According to the results, it was possible to demonstrate the viability of the synthesis of the molten salt-based nanofluids through the aforementioned method, as evidenced in the increase in specific heat capacity of up to 0,53% when measured by DSC and of 4,57% when evaluated by MDSC for 1,0 wt.% of alumina nanoparticles. The thermal stability was not affected and a melting point reduction was obtained for this sample. Similarly, a good distribution of the nanoparticles was evident in all mass fractions of alumina, especially in 1,0 wt.%, which showed a Cp higher than the other compositions evaluated. Hence, it may be stated that a better distribution of smaller aggregates tends to be correlated with an increase in specific heat capacity.

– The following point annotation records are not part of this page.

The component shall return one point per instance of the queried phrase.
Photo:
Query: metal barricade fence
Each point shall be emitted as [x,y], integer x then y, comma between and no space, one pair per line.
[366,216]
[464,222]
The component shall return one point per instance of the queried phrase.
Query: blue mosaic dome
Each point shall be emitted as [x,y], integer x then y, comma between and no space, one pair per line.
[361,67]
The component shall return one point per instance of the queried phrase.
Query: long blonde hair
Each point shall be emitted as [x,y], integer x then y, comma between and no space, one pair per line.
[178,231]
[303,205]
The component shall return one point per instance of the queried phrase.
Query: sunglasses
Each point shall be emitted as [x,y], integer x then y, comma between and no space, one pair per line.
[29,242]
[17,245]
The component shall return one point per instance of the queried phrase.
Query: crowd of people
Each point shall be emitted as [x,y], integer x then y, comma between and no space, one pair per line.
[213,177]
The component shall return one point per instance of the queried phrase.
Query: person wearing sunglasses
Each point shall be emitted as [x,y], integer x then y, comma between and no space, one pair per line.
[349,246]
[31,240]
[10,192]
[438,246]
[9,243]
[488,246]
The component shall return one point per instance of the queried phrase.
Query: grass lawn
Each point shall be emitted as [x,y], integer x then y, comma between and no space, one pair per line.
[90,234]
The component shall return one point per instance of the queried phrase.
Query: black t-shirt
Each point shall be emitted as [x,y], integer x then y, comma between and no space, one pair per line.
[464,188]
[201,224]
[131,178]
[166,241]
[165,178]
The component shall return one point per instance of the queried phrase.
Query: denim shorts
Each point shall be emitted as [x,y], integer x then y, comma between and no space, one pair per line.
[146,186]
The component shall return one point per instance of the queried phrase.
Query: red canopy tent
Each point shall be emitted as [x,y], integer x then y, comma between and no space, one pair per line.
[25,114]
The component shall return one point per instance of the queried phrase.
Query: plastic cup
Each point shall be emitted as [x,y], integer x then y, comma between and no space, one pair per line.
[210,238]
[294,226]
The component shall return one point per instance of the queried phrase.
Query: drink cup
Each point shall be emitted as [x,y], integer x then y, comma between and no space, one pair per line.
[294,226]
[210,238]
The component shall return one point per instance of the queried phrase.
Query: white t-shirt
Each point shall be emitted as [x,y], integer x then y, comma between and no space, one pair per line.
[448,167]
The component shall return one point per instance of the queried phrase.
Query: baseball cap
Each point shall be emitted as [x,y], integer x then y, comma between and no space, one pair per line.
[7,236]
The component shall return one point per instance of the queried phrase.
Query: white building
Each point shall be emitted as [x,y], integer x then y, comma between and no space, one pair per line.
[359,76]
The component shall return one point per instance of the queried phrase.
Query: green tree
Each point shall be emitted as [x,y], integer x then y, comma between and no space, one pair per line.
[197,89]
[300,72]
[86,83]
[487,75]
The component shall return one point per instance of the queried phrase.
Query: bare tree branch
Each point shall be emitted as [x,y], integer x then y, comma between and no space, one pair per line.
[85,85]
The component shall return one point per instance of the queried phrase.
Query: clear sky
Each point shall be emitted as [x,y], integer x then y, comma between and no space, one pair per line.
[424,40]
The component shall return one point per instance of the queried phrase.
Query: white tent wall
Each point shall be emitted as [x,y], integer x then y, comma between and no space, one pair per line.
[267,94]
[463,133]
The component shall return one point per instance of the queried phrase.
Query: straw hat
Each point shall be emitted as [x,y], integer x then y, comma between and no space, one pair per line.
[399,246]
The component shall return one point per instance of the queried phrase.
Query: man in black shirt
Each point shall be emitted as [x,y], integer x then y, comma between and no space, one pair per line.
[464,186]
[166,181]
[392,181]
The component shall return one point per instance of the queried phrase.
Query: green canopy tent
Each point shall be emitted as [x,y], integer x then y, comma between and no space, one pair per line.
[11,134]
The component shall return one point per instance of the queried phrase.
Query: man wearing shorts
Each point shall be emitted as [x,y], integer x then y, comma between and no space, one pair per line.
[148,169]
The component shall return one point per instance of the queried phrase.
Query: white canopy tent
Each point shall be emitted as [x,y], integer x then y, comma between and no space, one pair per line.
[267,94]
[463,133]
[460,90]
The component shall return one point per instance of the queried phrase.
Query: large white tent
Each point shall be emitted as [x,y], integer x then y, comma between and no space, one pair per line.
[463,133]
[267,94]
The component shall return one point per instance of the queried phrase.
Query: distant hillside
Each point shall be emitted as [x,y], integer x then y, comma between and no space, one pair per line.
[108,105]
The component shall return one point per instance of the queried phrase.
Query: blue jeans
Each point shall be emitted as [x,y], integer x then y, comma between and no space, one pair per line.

The specific heat capacity (Cp) values of both the HITEC commercial molten salt and the nanofluids were evaluated by two different methods: traditional differential scanning calorimetry (DSC) and modulated differential scanning calorimetry (MDSC). The enhancement percentage measured by the DSC method with all proportions of nanoparticles was not significant in comparison with the Cp of the pure HITEC salt. This behavior could indicate that there is no effect caused by the addition of this type of nanoparticle, which contradicts recent studies. On the other hand, the MDSC method showed a greater variation in the enhancement percentage, thus indicating that there is a positive effect attributable to the nanoparticles, in addition to a greater sensitivity of this technique to small changes in the sample, especially in non-homogeneous samples such as nanofluids. This establishes the contribution of the two phases that make up the nanofluid, the molten salt as the base fluid and the solid nanoparticles. For this reason, the MDSC technique could be more appropriate for measuring this property in this type of sample. Similarly, the heating rate used in each of the techniques can influence the sensitivity to determine changes in nanofluids.
The good distribution of the nanoparticles, together with an increase in specific heat capacity without affecting thermal stability and a reduction in the melting point, demonstrate that the proposed two-step method is viable for manufacturing molten salt-based nanofluids while avoiding the use of water and therefore its subsequent elimination, thus reducing costs and production times, without having a great influence on the dispersion and homogenization of the nanofluid. Hence, the storage capacity of the nanofluid is increased to improve the thermal storage systems of CSP plants.